Could someone tell me the purpose of the qos_token cookie? I can see it in browser developer tools, it says the cookie comes from the domain openstreetmap.org. My boss wants to know what it does so he can inform our users about their privacy.
I don’t see this cookie, however I think there is a serious issue here, OSM is hosted in the EU, and some of the cookies I do see do not seem to be exempt under EU cookie law, and http://wiki.osmfoundation.org/wiki/Privacy_Policy#Cookies seems to be far from adequate in explaining their use. In particular, “navigation state” seems to be used as a catch all.
Best practice is to name each cookie and describe its purpose, even if it is technically exempt.
On the other hand, it does look as though OSM is exceptionally free of third party cookies. Most sites would need to describe many third party cookies.
The privacy page does have a contact address. I’d suggest using it for this question and also, if you agree, pointing out that the current description of how cookies are used is inadequate.
As the name says qos stands for quality of service and is used as a means to rate limit access to tile servers and other services provided by osm.org. It’s based on ruby on time passwords, hence no reason for any privacy concerns with this particular one imho.
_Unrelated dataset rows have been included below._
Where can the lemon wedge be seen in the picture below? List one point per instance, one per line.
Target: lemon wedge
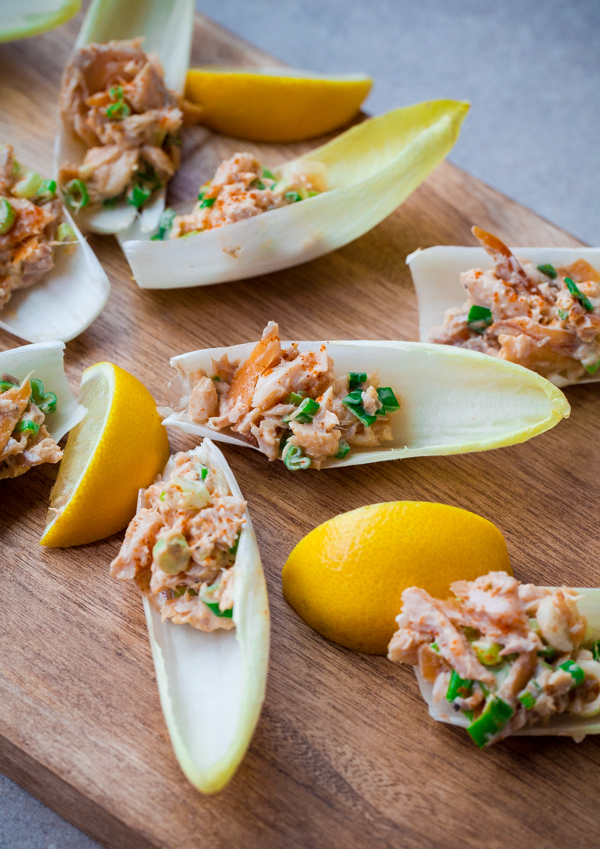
(275, 105)
(119, 447)
(346, 577)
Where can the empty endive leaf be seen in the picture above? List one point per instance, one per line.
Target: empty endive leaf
(452, 401)
(30, 17)
(212, 684)
(167, 29)
(65, 301)
(45, 362)
(370, 170)
(559, 725)
(436, 274)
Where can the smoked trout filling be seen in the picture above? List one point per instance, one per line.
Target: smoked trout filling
(24, 440)
(30, 225)
(113, 97)
(541, 317)
(181, 546)
(506, 654)
(240, 189)
(290, 404)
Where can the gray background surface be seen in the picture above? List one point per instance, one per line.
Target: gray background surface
(531, 69)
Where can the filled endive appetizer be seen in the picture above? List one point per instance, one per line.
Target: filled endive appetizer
(540, 310)
(326, 404)
(367, 172)
(37, 407)
(240, 189)
(120, 135)
(192, 551)
(504, 657)
(51, 285)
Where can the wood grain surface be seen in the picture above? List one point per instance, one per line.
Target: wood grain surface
(345, 755)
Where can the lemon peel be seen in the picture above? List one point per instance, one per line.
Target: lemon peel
(346, 577)
(119, 447)
(276, 105)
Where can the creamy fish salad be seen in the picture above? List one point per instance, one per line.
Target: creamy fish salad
(290, 404)
(31, 225)
(506, 655)
(114, 99)
(24, 439)
(181, 546)
(541, 317)
(240, 189)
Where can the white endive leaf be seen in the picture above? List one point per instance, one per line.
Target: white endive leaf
(561, 725)
(371, 169)
(45, 362)
(212, 685)
(65, 301)
(452, 401)
(167, 27)
(436, 274)
(31, 17)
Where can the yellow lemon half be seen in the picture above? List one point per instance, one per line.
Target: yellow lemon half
(119, 447)
(345, 578)
(275, 105)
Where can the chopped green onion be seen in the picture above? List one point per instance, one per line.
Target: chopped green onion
(495, 717)
(294, 458)
(214, 605)
(575, 671)
(487, 653)
(353, 401)
(47, 191)
(548, 653)
(389, 401)
(479, 318)
(356, 379)
(117, 111)
(305, 412)
(284, 438)
(138, 195)
(548, 270)
(27, 425)
(65, 233)
(577, 293)
(29, 186)
(343, 449)
(295, 398)
(76, 195)
(164, 225)
(7, 216)
(527, 700)
(458, 686)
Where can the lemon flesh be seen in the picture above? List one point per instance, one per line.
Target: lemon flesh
(271, 106)
(119, 447)
(346, 577)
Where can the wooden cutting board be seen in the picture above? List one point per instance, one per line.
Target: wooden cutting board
(345, 755)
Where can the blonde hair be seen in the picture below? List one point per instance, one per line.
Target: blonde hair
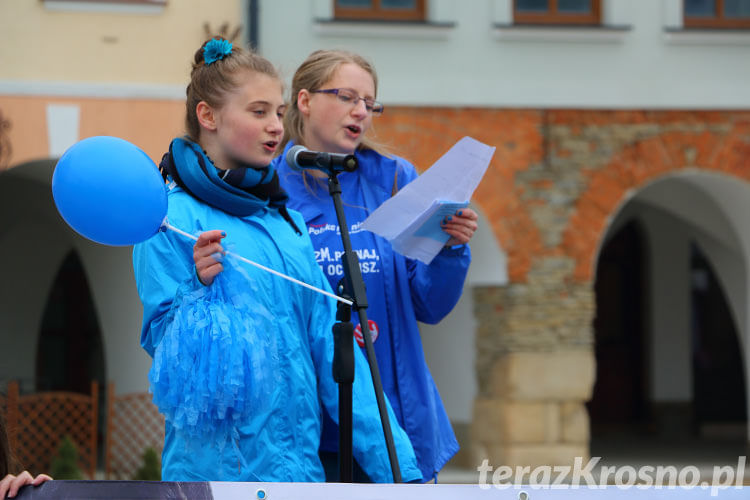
(211, 82)
(312, 74)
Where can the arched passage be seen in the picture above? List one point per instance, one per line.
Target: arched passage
(35, 241)
(695, 289)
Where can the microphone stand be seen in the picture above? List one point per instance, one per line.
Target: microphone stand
(355, 286)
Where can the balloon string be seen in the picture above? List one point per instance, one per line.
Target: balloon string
(248, 261)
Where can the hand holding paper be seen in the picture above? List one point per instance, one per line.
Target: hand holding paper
(411, 219)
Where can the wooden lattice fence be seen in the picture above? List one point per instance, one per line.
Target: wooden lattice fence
(133, 424)
(38, 422)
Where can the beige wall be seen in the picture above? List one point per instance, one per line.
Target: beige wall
(150, 124)
(47, 45)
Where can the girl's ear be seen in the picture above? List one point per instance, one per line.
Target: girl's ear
(205, 114)
(303, 101)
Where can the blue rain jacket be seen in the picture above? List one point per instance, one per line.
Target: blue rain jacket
(288, 367)
(400, 292)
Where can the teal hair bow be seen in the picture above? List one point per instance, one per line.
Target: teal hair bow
(216, 49)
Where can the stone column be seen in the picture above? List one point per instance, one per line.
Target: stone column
(536, 370)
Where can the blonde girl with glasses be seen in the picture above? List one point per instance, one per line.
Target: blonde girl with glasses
(241, 358)
(333, 105)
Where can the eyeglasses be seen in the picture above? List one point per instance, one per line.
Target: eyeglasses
(351, 97)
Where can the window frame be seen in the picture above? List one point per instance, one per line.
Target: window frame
(377, 13)
(717, 21)
(160, 3)
(553, 17)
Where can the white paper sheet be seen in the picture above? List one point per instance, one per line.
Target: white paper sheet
(454, 177)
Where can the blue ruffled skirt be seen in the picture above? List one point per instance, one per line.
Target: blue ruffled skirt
(213, 365)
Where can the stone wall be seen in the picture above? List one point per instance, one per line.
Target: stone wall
(557, 179)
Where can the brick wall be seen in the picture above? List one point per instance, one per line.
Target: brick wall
(556, 179)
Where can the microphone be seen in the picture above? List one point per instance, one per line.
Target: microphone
(300, 158)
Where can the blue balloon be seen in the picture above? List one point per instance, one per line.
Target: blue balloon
(109, 191)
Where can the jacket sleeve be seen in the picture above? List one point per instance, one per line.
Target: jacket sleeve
(434, 288)
(163, 268)
(368, 441)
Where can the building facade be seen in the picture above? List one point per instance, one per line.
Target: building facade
(611, 277)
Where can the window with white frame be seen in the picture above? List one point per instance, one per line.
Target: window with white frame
(558, 12)
(380, 10)
(729, 14)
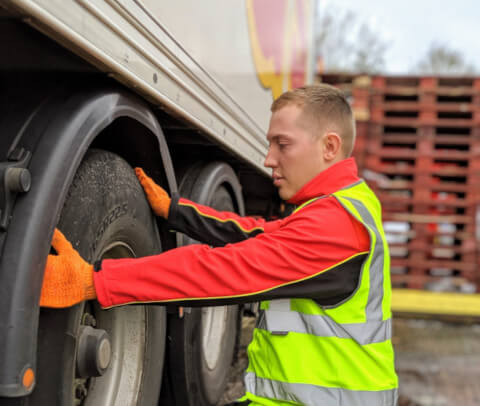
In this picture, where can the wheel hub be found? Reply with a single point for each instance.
(94, 352)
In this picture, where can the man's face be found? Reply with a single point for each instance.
(295, 154)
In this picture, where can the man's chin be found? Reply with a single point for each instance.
(285, 194)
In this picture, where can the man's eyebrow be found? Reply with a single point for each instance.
(276, 137)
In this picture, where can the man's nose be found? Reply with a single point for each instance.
(270, 161)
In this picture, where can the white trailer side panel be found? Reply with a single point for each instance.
(203, 59)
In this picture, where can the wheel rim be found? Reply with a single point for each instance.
(127, 329)
(214, 324)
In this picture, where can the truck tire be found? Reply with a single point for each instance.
(203, 341)
(105, 215)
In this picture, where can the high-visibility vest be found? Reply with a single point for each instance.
(303, 353)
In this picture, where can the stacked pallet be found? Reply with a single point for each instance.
(418, 146)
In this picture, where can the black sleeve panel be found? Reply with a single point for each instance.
(206, 229)
(327, 289)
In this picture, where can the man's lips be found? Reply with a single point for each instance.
(277, 180)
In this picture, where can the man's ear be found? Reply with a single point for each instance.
(332, 146)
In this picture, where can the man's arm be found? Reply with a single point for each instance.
(317, 254)
(201, 222)
(319, 260)
(213, 227)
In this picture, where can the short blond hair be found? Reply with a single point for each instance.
(327, 108)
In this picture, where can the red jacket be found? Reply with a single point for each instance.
(315, 253)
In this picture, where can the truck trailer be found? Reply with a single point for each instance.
(90, 89)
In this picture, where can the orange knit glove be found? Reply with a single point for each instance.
(68, 279)
(156, 195)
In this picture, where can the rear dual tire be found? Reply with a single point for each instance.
(204, 341)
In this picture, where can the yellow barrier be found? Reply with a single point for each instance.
(441, 303)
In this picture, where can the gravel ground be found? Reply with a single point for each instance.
(438, 363)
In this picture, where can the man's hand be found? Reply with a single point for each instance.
(68, 279)
(157, 196)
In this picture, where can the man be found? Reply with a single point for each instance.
(322, 273)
BTW: this information is publicly available on the osm github repository, in particular the chef repo.
Thanks mmd for the explanation. I was googling and searching some forums, but I didn’t check the github repo. The name was pointing at Quality of Service, which I told my boss, but he wanted to be 100% sure :-). Once again, thank you.
I am not clear from the descriptions given of the cookie that it does fall under the exemptions. I think the closest exemption would be where a proxy diverts traffic to a particular worker and it is necessary for the whole session to be routed to that server. The description makes me think this is more about the load balancing decisions, than about how those decisions are actioned.